Even he’s not buying it, it probably isn’t too far from the truth, even with it being a witch’s perspective. Now that I think about it, my initiation with Inanna may have triggered his reaction. It’s better now, because I have control, somewhat, over my energy.
“It’s okay, Philip, it’s been a very emotional and stressful week. I’m willing to forget about it. No hard feelings. However, that still doesn’t explain what you’re doing here and how you found me.” It’s strange that he’s here. The ladies are very careful when running errands or getting food to not be seen coming here.
“I saw her in one of the stores downtown.” He gestures towards Remi with his chin, but I notice his eyes haven’t strayed from her since she walked out. “I followed her, thinking that when she stopped I’d ask her how to find you, but to my surprise, she drove all the way here and I realized you were here as well. It took a couple of days to actually muster the courage to come and tell you I was sorry,” he says shee
pishly.
“Well, all is forgotten, and now you can leave,” I say to him.
“I can make a cup of coffee, if you like,” says Remi at the same time and I stare at her. Seriously? Now she’s nice?
“Sure, I’d like that.” Philip turns to her and I see her blushing a little while he looks like he’s all but forgotten I’m still there. Now I get it. It’s okay for everyone but me. Shaking my head, I get up and walk inside, closing the door behind me.
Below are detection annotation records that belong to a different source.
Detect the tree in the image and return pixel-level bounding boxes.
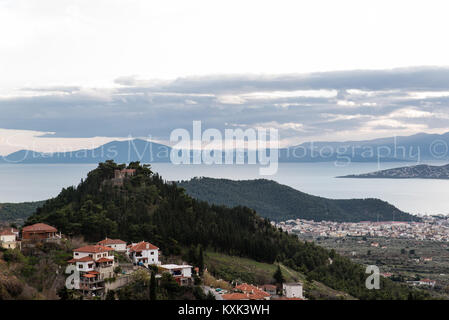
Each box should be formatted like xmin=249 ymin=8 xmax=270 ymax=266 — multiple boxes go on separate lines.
xmin=150 ymin=272 xmax=157 ymax=300
xmin=105 ymin=290 xmax=115 ymax=300
xmin=273 ymin=265 xmax=285 ymax=285
xmin=198 ymin=245 xmax=204 ymax=276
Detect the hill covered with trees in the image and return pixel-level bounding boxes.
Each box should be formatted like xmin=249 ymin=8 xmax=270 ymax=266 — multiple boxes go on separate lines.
xmin=27 ymin=161 xmax=425 ymax=299
xmin=0 ymin=201 xmax=45 ymax=222
xmin=179 ymin=178 xmax=420 ymax=222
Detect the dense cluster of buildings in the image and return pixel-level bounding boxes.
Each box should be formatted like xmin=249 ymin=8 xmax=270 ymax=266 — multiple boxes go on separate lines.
xmin=276 ymin=216 xmax=449 ymax=241
xmin=0 ymin=223 xmax=304 ymax=300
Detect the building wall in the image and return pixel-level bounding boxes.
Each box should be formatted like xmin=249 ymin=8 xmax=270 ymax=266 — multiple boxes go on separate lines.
xmin=22 ymin=231 xmax=52 ymax=240
xmin=131 ymin=250 xmax=159 ymax=267
xmin=106 ymin=243 xmax=126 ymax=252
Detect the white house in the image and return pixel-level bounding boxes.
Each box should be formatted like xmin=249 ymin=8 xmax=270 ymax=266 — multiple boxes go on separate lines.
xmin=126 ymin=241 xmax=161 ymax=267
xmin=68 ymin=245 xmax=115 ymax=279
xmin=282 ymin=282 xmax=304 ymax=299
xmin=97 ymin=238 xmax=126 ymax=252
xmin=159 ymin=264 xmax=192 ymax=285
xmin=0 ymin=228 xmax=20 ymax=249
xmin=68 ymin=245 xmax=116 ymax=295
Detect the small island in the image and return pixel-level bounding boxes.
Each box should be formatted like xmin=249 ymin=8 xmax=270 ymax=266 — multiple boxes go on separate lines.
xmin=337 ymin=164 xmax=449 ymax=179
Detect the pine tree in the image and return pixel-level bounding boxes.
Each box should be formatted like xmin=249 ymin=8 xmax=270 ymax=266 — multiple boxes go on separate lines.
xmin=150 ymin=272 xmax=157 ymax=300
xmin=273 ymin=265 xmax=285 ymax=285
xmin=198 ymin=245 xmax=204 ymax=276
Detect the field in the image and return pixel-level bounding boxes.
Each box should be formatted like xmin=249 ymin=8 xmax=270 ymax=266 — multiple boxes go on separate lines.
xmin=204 ymin=251 xmax=353 ymax=299
xmin=308 ymin=237 xmax=449 ymax=298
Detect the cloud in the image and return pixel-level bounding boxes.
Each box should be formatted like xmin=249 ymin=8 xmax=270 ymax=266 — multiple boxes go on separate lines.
xmin=0 ymin=68 xmax=449 ymax=151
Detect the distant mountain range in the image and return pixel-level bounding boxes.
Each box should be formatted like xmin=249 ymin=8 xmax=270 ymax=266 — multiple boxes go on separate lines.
xmin=0 ymin=132 xmax=449 ymax=163
xmin=0 ymin=139 xmax=171 ymax=163
xmin=279 ymin=132 xmax=449 ymax=163
xmin=178 ymin=178 xmax=420 ymax=222
xmin=337 ymin=164 xmax=449 ymax=179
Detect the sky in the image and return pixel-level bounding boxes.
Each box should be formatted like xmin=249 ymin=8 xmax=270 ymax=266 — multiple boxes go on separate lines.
xmin=0 ymin=0 xmax=449 ymax=155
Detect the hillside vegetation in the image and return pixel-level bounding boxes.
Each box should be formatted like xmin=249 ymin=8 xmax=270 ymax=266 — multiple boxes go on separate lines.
xmin=179 ymin=178 xmax=419 ymax=222
xmin=0 ymin=201 xmax=45 ymax=223
xmin=27 ymin=161 xmax=425 ymax=299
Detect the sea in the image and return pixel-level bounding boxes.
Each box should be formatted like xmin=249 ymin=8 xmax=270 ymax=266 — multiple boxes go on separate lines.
xmin=0 ymin=161 xmax=449 ymax=215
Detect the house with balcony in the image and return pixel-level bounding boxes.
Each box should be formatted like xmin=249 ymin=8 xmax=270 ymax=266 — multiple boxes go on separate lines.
xmin=97 ymin=238 xmax=126 ymax=252
xmin=0 ymin=228 xmax=20 ymax=249
xmin=126 ymin=241 xmax=161 ymax=268
xmin=22 ymin=223 xmax=62 ymax=241
xmin=159 ymin=264 xmax=192 ymax=286
xmin=68 ymin=245 xmax=116 ymax=295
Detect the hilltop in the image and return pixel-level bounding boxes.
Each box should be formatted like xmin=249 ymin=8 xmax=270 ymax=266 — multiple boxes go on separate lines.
xmin=27 ymin=161 xmax=424 ymax=299
xmin=179 ymin=178 xmax=419 ymax=222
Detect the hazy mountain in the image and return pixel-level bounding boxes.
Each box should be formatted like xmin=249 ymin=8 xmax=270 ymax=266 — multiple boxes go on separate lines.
xmin=337 ymin=164 xmax=449 ymax=179
xmin=178 ymin=178 xmax=420 ymax=222
xmin=280 ymin=132 xmax=449 ymax=163
xmin=0 ymin=132 xmax=449 ymax=163
xmin=0 ymin=139 xmax=171 ymax=163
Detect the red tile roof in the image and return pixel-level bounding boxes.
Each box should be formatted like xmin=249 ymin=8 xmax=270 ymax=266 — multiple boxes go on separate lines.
xmin=88 ymin=270 xmax=100 ymax=274
xmin=22 ymin=223 xmax=58 ymax=232
xmin=83 ymin=273 xmax=96 ymax=278
xmin=129 ymin=241 xmax=159 ymax=252
xmin=67 ymin=256 xmax=94 ymax=263
xmin=221 ymin=293 xmax=249 ymax=300
xmin=97 ymin=238 xmax=126 ymax=246
xmin=73 ymin=244 xmax=114 ymax=253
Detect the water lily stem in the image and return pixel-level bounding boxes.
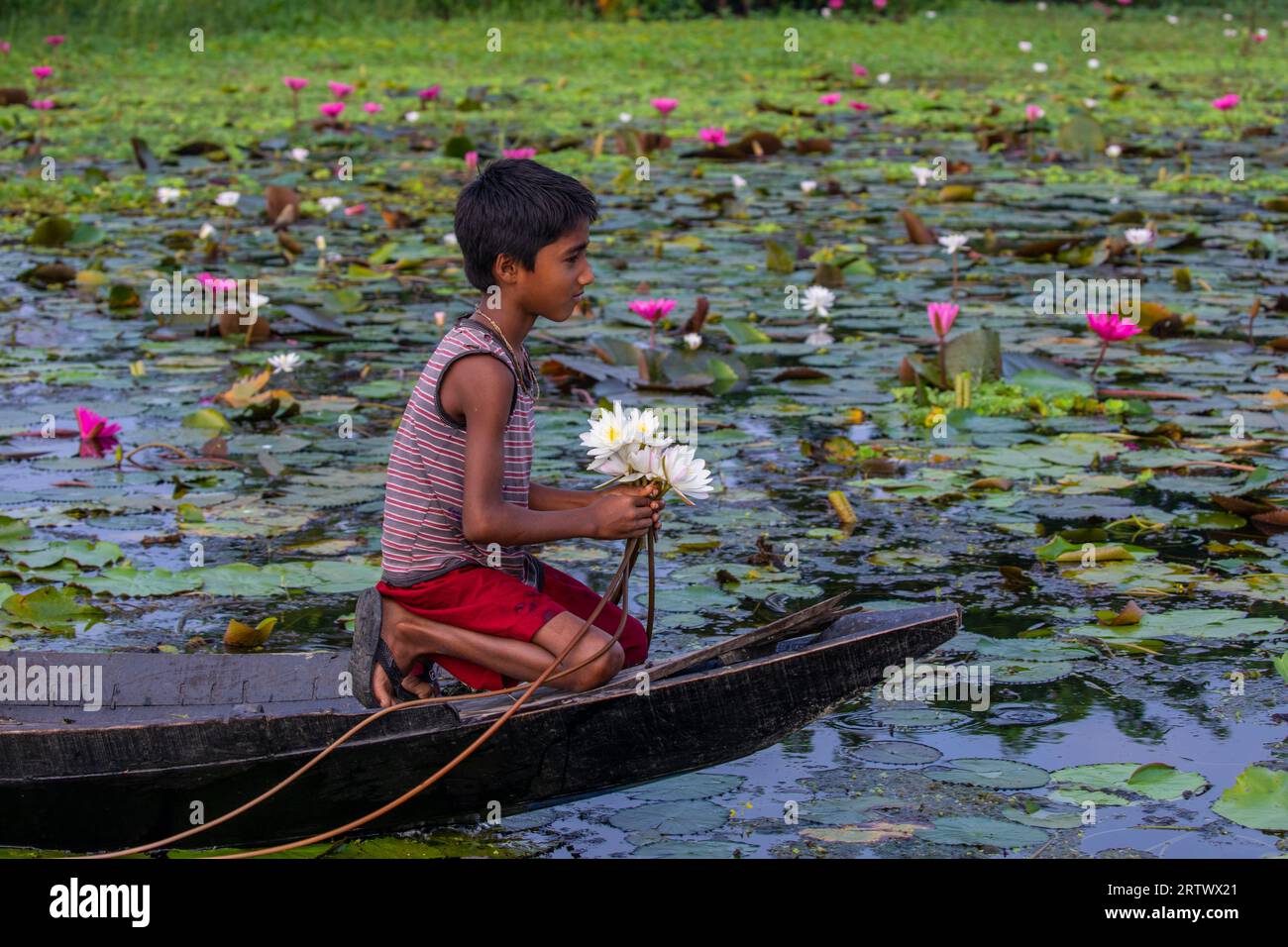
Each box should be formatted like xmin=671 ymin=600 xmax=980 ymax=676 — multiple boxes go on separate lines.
xmin=1091 ymin=339 xmax=1109 ymax=377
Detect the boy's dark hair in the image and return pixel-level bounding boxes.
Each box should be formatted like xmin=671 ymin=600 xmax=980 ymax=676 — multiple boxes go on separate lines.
xmin=455 ymin=158 xmax=599 ymax=291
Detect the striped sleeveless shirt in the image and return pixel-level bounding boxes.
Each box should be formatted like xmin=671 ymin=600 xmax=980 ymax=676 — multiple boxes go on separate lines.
xmin=380 ymin=316 xmax=541 ymax=587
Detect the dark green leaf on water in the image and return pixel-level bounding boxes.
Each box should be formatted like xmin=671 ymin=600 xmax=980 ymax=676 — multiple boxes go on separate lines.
xmin=31 ymin=217 xmax=76 ymax=246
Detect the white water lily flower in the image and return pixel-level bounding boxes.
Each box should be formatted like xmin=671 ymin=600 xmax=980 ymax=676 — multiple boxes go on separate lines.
xmin=268 ymin=352 xmax=304 ymax=374
xmin=581 ymin=401 xmax=632 ymax=458
xmin=802 ymin=286 xmax=836 ymax=320
xmin=805 ymin=325 xmax=836 ymax=346
xmin=662 ymin=445 xmax=711 ymax=500
xmin=626 ymin=407 xmax=675 ymax=447
xmin=587 ymin=451 xmax=644 ymax=483
xmin=939 ymin=233 xmax=970 ymax=256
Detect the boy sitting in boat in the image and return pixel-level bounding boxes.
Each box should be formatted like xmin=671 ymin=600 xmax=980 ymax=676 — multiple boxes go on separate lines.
xmin=351 ymin=158 xmax=665 ymax=707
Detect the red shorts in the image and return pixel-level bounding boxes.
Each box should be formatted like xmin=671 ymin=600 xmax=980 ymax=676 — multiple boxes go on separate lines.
xmin=376 ymin=563 xmax=648 ymax=690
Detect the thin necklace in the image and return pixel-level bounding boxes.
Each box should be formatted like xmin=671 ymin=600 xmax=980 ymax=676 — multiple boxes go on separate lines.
xmin=472 ymin=307 xmax=541 ymax=401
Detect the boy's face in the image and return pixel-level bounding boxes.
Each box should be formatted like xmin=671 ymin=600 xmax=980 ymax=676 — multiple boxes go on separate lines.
xmin=514 ymin=219 xmax=595 ymax=322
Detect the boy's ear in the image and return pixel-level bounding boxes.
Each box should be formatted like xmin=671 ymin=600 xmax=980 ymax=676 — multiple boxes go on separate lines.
xmin=492 ymin=254 xmax=519 ymax=284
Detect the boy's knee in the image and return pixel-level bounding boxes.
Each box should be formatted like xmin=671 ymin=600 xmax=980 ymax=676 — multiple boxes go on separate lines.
xmin=572 ymin=642 xmax=626 ymax=691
“You got it all wrong, sap,” says Jezzinta. I didn’t even see her standing there.
“What, exactly, did I get wrong?” I raise my eyebrows at her.
She only shakes her head and walks away. Whatever. I honestly don’t care. I’m going to search for the ritual while they’re doing whatever it is they do.
It’s been a couple of hours since I began flipping through the dark rituals, but I haven’t found anything. I think I should try to channel Inanna. Maybe she can shed some light on what we are missing. I light candles which I place around in a circle with jasmine incense, and I sit in the center cross-legged. Concentrating on my breathing, slowly I fall into deep meditation.
“You are here, love.” Her husky voice echoes through my mind.
“Yes, mother, I need your help.”
A light grows brighter in the darkness behind my closed eyes, and there she is, as powerful and as magnificent as ever. Her presence makes me look like an incompetent lost child.
“Help with what?” she asks, smiling.
“The full moon is almost upon us. We need to find the ritual to locate the potions that the warlock is hunting for so we can protect them, but we’ve had no luck so far,” I tell her. “I was hoping you’d point us in the right direction,” I add hopefully. Her power crackles like an electric storm at the mention of Thomas, and my skin starts to prickle. It’s painful, but I stay quiet. I don’t want her angry when I need answers.